KI-Agenten handeln autonom, verketten Aktionen über Systeme hinweg und benötigen eigene API-Schlüssel und Credentials (Non-Human Identities). Sie erzeugen dynamische Verbindungen, die in statischen Asset-Inventaren nicht auftauchen. Wenn sie mit anderen Agenten interagieren, kann eine einzige Kompromittierung über ganze Pipelines kaskadieren.
Wie hängt die BSI-Warnung zu KI-Agenten mit NIS2 und dem EU AI Act zusammen?
NIS2 verlangt kontinuierliches Angriffsflächenmanagement für Betreiber kritischer Infrastrukturen in Deutschland. Die Hochrisiko-Bestimmungen des EU AI Act (ab August 2026) fügen Compliance-Anforderungen für KI-Agenten in regulierten Sektoren hinzu. Das BSI positioniert Angriffsflächenmanagement als Framework, das beide regulatorischen Mandate gleichzeitig erfüllt.
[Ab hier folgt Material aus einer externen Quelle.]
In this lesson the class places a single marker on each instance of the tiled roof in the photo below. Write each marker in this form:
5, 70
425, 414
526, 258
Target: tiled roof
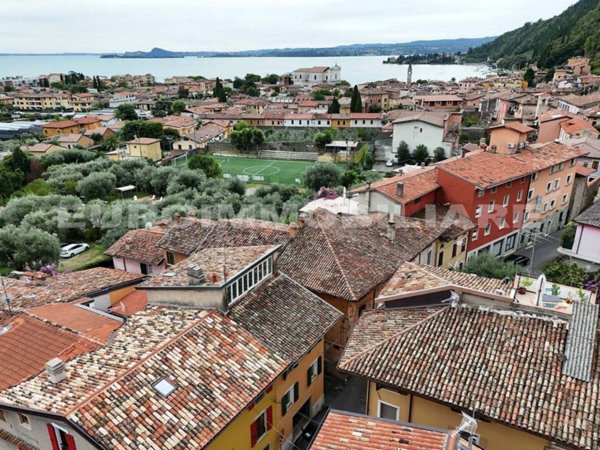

Was sollten deutsche Unternehmen tun, um ihre KI-Agenten abzusichern?
Das BSI empfiehlt, jeden KI-Agenten als formales Asset zu erfassen, das Agentenverhalten kontinuierlich zu überwachen, Agent-Credentials wie Privileged Accounts mit automatischer Rotation zu behandeln und menschliche Freigabe für folgenschwere Aktionen einzufordern. Organisationen, die ihre Agenten nicht inventarisieren können, werden voraussichtlich NIS2- und EU-AI-Act-Audits nicht bestehen.
Wie groß ist Deutschlands Cyberbedrohungslage 2026?
Deutschland ist das am stärksten angegriffene Land in der EU. Das BSI dokumentiert 119 neue Schwachstellen pro Tag (24% Anstieg), laut Bitkom sind 81% der deutschen Unternehmen von Cyberangriffen betroffen, und Unternehmen verzeichnen durchschnittlich 1.223 Angriffe pro Woche. KMU werden als besonders verwundbar eingestuft.